Die von Heliotek entwickelten, baumähnlichen PV-Anlagen bestehen aus vier unabhängigen »Flügeln« an einer Säule. Je nach Hangneigung tragen sie insgesamt 15 oder 16 bifaziale Module. Die kreuzförmige Anordnung soll selbst bei niedrigen Windgeschwindigkeiten Luftverwirbelungen erzeugen und so Schneeablagerungen verhindern. Rund um die Struktur bildet sich ein Kolk, also eine natürliche Schneemulde, die Licht auf die Modulrückseite reflektiert und so die Energieerträge zusätzlich steigert.

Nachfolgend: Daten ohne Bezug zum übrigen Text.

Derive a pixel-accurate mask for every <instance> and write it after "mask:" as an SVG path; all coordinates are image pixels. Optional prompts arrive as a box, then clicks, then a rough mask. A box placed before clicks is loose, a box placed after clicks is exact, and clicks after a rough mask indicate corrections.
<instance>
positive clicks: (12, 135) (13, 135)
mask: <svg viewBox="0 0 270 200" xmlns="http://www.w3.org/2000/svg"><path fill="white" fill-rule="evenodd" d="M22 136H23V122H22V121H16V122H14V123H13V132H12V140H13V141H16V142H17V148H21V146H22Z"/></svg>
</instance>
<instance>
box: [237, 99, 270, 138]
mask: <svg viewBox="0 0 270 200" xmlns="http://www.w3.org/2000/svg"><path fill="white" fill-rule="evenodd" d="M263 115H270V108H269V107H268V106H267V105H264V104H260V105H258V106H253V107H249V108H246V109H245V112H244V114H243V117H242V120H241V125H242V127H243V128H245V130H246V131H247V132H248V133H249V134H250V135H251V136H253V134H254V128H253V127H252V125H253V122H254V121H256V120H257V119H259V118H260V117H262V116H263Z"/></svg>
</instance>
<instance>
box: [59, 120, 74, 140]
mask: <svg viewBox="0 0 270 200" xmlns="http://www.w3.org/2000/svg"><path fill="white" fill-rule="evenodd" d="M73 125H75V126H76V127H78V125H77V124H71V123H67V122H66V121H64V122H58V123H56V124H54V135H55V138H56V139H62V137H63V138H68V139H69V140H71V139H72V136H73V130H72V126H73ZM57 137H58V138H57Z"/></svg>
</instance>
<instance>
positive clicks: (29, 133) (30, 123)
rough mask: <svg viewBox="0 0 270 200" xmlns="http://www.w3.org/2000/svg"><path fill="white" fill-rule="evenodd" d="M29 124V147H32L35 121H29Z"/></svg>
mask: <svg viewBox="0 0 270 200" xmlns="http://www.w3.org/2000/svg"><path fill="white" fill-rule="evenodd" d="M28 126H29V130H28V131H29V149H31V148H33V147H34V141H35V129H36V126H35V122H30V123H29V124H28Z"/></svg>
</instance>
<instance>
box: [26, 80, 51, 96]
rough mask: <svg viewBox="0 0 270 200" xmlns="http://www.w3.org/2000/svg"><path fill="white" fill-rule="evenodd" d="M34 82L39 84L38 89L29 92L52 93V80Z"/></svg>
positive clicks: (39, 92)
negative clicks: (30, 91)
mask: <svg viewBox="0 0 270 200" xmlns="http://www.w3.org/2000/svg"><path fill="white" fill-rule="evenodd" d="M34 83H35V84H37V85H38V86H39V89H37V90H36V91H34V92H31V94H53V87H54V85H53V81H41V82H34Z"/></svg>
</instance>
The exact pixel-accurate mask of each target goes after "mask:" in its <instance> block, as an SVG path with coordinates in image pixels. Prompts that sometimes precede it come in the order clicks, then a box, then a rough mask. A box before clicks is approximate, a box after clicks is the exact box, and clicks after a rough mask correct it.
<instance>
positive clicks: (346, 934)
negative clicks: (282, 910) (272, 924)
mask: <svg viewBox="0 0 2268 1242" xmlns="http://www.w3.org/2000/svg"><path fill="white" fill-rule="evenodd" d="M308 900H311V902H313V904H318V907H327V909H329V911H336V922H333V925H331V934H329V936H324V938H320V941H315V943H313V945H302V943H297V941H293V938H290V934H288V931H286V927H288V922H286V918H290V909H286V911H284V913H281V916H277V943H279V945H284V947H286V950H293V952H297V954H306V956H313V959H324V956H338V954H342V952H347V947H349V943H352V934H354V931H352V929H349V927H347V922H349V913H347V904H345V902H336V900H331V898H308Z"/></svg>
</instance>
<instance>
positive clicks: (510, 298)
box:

Die Anlage in Sölden ist die Nachfolgeanlage einer Pilotanlage aus zwölf Solarbäumen, die Helioplant 2023 auf 2.850 m Höhe in Sölden unterhalb des Tiefenbachgletschers im österreichischen Ötztal installiert hat. Auch in diesem Projekt kamen bereits Wechselrichter und Leistungsoptimierer von Solaredge zum Einsatz.